Walter Benjamin scrive: mi
pare di notare, nella nostra convivenza, una certa rarità di esperienze di
soglia. E usa questo termine. Cosa è un’esperienza di soglia? Una
esperienza di incontro. Ma anche di passaggio. L’esperienza di soglia è un
luogo non scontato. In cui ci si espone. Qualcuno bussa. Qualcuno esce. Due
cose difficili. Ci chiede di esporsi, di fidarsi. Chi va sulla soglia è un uomo
e una donna di fede. Perché prova a pensare che l’altro possa non essere solo
una minaccia. Perché prova a pensare che può rischiare di esporsi. Posso
aprire, non so se ho qualcosa da darti, non so se saprò fare, ma mi
espongo. Di esperienze di soglia c’è
grandissimo bisogno. Tantissime persone avrebbero bisogno di soglie in cui
incontrare gli altri. Una esperienza di soglia è un tempo, un luogo in cui puoi
incontrare e depositare il tuo vissuto. Essere aiutato a dare parola. E su
quella soglia, che sospende il dove vieni e dove vai, ti è data per un tratto
l’occasione di recuperare il dove vieni, di ridisegnarlo grazie ad altri, per
prefigurare un avvio o addirittura un invio. Come i genitori. Poi i figli vanno
da altre parti. Dove scelgono loro. Ma con il senso dell’invio. Il senso
dell’invio è in quelle qualità. Non nella cosa specifica che vai a fare. Molte
persone hanno bisogno di sentirsi inviate. Dove sono state accompagnate e hanno
ricapitolato qualcosa. Hanno visto pezzi di futuro possibile. E vi si avviano.
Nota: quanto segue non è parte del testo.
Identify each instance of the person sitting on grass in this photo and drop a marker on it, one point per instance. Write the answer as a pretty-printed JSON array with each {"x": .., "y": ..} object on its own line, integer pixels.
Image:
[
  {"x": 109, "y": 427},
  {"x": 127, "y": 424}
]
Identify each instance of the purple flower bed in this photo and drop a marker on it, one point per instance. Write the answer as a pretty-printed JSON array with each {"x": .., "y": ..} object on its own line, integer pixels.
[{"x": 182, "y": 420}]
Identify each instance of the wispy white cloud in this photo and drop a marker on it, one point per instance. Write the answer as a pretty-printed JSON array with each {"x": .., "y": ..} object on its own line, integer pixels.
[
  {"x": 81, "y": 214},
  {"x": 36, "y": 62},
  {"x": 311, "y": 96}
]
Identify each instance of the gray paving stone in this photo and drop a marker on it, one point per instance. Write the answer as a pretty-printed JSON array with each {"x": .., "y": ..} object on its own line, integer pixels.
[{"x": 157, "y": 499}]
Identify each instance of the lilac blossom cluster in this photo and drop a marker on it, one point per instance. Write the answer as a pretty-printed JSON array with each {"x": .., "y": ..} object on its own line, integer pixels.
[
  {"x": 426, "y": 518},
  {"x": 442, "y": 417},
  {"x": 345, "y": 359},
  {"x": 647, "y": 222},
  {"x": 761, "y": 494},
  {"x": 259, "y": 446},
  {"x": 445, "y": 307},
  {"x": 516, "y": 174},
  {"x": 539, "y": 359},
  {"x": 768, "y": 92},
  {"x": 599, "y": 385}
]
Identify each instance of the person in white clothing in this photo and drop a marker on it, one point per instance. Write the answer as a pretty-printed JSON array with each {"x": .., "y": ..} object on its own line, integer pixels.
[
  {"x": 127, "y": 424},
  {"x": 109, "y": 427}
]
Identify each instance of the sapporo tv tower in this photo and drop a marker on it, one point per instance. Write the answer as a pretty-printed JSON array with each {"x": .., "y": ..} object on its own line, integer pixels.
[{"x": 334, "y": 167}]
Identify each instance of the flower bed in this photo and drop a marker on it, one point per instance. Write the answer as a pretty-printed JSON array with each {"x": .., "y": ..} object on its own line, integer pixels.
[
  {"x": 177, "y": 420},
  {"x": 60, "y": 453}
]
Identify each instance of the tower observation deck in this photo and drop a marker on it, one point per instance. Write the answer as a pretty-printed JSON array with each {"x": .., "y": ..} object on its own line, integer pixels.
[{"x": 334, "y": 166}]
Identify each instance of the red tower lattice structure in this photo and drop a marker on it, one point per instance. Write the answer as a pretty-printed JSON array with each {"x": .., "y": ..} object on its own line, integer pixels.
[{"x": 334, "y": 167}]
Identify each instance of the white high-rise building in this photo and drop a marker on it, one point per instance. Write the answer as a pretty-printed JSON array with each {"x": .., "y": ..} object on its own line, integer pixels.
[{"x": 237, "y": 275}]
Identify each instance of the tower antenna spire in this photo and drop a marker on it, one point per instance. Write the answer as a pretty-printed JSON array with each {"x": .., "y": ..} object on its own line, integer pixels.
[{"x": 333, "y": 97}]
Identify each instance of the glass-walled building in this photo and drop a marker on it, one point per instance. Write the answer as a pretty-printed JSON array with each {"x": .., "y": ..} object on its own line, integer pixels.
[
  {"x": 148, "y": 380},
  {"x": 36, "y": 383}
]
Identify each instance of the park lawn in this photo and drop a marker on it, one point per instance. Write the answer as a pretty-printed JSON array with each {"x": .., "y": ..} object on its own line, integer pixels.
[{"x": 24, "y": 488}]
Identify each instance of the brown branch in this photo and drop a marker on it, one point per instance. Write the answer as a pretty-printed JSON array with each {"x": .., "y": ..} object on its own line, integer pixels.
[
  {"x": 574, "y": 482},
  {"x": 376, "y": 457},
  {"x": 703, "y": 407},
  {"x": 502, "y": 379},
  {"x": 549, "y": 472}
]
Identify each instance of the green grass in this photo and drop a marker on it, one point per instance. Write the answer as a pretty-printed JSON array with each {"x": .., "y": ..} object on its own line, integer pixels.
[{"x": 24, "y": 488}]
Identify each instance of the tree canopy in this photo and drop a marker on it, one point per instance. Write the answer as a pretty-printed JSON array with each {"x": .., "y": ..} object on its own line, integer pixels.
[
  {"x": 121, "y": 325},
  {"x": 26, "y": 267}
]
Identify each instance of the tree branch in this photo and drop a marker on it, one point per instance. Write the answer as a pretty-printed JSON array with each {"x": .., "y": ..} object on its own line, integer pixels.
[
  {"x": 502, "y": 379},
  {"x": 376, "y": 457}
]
C’è stato chi è stato sulla soglia con loro.
Il futuro abita dentro di noi prima di avvenire. Il futuro è
anzitutto promessa. Scriveva Simone Weil. È speranza, non retorica, è una pratica
che coltivi dentro, perché altri con te si mettono lì a pensare concretamente
che forma può prendere la tua vita quotidiana. La tua necessità di
riprogrammare la vita, perché hai un nuovo carico di cura, perché hai perso il
lavoro, perché le tue competenze non c’entrano più. Lì è importante che ci sia
una soglia. Provocare le politiche. Come può fare una organizzazione che apre
un progetto territoriale e convoca alleanze attorno a questo.
Fare organizzazione non è qualcosa di estraneo dal fare
testimonianza. O da interpretazioni di ruolo, libere. E chi verrà a fare il corso
per dirigenti in una scuola intitolata a
Livio Labor, che ha rischiato il consenso, che non ha percorso percorsi sicuri
per mantenersi in ruoli di potere, che ha sentito la responsabilità di aprire...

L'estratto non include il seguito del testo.